Inside the Woody Hayes Athletic Center, the camp’s most talented skill players gathered for drills in front of the likes of head coach Urban Meyer, offensive coordinator and quarterbacks coach Tom Herman and co-defensive coordinator and safeties coach Chris Ash.

By this time, the campers grew restless in the humid June air and on the sideline in between reps. They hovered along the boundary in a disorganized mess, much to the chagrin of Ash, who found himself repeatedly asking them to form a single-file line while waiting for their turn in the rotation.

Enough was enough. He barked at them again. 

He told them he didn't care if they liked it or not.

He dared them to get mad, to whine, to moan.

"We’re doing it my way,” he said. 

In the moment, Ash’s way meant a much-needed dose of discipline for a bunch of teenagers. 

For Ohio State, Ash’s way means far more.

The most obvious, of course, is a schematic deviation from what doomed the Buckeyes and their horrendous pass defense last season. Ash is a disciple of the Cover 4 (quarters coverage) defense and likes to press and be aggressive when applicable.

He’s charged with helping mend a unit that got embarrassed in back-to-back losses against Michigan State and Clemson.

“I’m not concerned about what’s happened here in the past. I really don’t care,” he said in February.

“I’m more concerned about the direction we’re going to go and how we get the players aligned with what our vision is going to be. I really don’t care what’s happened in the past.”

But the past is why Ash, who replaced former Buckeye assistant and current James Madison head coach Everett Withers, is here in the first place.

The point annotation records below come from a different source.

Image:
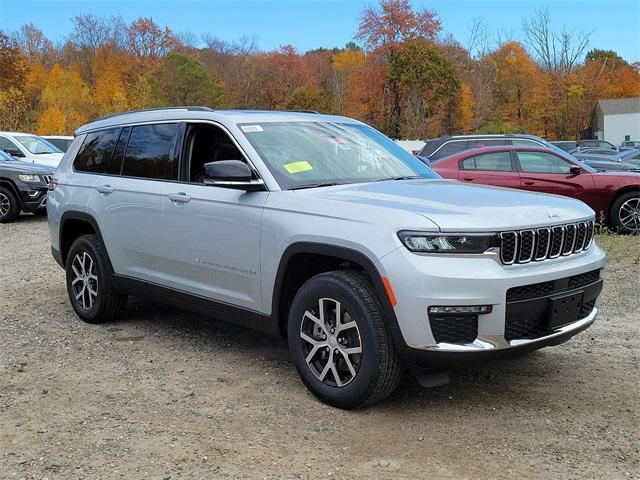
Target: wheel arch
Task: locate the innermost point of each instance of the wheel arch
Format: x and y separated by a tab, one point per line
74	224
303	260
7	182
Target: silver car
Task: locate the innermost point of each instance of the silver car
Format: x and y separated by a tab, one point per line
320	229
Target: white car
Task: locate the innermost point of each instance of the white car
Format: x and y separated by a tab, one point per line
61	141
30	148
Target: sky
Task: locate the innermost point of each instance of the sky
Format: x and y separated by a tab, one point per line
309	24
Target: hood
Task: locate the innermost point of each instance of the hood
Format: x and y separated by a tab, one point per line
26	167
458	207
49	159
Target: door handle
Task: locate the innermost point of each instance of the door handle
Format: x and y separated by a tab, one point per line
105	189
180	197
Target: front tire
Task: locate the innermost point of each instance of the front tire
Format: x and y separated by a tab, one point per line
9	207
339	342
89	282
625	213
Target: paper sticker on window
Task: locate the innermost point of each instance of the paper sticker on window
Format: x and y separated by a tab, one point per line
251	128
298	167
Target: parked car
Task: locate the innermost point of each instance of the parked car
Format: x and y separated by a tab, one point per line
30	148
437	148
323	230
61	141
614	194
572	145
23	187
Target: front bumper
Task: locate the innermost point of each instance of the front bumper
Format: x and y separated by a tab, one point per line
423	281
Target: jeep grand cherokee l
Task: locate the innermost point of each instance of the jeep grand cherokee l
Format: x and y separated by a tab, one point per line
320	229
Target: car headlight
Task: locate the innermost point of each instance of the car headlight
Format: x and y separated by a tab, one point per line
421	242
30	178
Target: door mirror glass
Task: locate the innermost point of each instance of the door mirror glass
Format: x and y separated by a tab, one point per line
231	174
14	152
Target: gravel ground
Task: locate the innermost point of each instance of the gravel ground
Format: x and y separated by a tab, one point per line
166	394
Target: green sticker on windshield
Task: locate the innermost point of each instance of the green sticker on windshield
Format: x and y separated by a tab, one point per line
298	167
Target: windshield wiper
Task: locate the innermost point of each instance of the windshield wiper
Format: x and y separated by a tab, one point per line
315	185
400	177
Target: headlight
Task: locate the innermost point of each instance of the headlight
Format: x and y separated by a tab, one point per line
420	242
30	178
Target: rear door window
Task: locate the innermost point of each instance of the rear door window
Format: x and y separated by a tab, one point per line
496	162
150	152
95	152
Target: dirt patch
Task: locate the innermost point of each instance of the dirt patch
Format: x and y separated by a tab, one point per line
168	394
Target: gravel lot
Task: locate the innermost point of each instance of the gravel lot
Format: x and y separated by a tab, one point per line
167	394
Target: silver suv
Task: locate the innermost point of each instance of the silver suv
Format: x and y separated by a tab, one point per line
320	229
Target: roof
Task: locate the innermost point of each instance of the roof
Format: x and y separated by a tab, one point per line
620	106
204	113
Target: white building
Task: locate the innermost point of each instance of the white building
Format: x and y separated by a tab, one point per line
618	120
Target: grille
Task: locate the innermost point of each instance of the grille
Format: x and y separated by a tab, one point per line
454	329
543	289
525	246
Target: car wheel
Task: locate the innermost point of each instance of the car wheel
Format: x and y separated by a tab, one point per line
625	213
339	342
89	282
9	207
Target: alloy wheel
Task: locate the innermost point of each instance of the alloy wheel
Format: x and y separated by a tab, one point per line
5	204
630	214
331	343
85	280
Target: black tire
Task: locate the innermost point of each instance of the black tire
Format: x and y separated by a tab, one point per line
106	305
626	201
10	208
379	367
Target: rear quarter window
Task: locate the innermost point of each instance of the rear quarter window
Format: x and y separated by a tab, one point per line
96	150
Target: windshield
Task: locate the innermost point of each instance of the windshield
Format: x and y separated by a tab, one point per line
37	145
305	154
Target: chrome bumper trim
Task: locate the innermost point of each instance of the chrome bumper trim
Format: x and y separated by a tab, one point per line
498	342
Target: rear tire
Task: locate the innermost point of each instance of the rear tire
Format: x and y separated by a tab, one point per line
89	282
9	206
346	360
625	213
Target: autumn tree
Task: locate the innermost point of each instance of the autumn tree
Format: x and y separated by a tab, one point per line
423	77
183	80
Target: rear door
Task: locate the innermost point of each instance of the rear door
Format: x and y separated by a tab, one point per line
547	173
127	201
489	169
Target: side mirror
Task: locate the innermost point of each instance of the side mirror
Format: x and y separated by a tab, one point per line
231	174
14	152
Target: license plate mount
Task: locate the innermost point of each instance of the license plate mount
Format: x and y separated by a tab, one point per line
565	309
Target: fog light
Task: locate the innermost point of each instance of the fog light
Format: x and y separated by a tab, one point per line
460	309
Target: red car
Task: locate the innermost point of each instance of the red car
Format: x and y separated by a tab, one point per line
614	195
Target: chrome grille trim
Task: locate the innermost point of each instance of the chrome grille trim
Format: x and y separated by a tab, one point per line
524	246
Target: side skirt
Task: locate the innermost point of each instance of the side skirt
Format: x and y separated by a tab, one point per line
195	303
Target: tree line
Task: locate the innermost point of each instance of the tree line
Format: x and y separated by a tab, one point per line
398	74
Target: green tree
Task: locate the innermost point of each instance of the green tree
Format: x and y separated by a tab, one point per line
183	80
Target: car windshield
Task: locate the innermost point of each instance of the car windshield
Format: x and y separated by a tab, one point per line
37	145
5	157
308	154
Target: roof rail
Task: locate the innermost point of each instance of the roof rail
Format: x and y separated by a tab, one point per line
195	108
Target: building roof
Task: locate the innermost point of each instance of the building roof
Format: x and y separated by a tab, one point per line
619	106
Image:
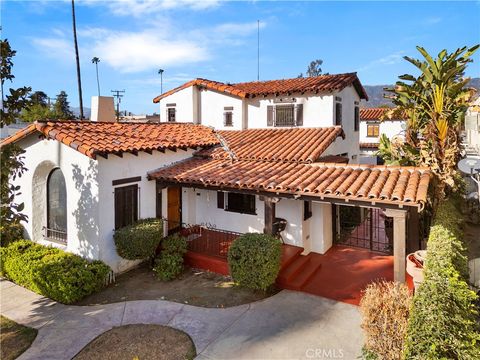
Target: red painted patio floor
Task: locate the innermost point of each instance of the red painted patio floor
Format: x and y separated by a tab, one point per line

Because Ash’s way means more than a defense that's undergoing an overhaul. It parallels a shift in culture Meyer so desperately wants to see out of a defense that finished 112th in defending the pass a year ago.

“I don't want a team that's scared to make mistakes. I don't want a team that's thinking. I want a team that goes four to six seconds,” Meyer said in reference to his concept of giving “4-to-6 seconds of relentless effort” on any given play.

That’s something that goes a lot deeper than Xs and Os.

"It doesn’t matter what we do schematically, we’re gonna have a philosophy, we’re gonna have a system – an identity about what we’re doing," Ash said in March.

Ash looks and plays the part of the no-nonsense college football coach. He’s intense, tough, loud and uncompromising – all the qualities that Meyer seems to find endearing.  

More importantly for Ohio State, Chris Ash gets what Chris Ash wants. 

Whether it’s ordering a group of high schoolers to make a simple single-file line at summer camp or convincing his own squad to buy into a new defensive philosophy, he commands respect.

“Just because I showed up,” Ash said, “it doesn’t mean the Ohio State defense is going to be miraculously better overnight.”

But he’s helped the Buckeyes take the first step toward climbing out of a hole of mediocrity.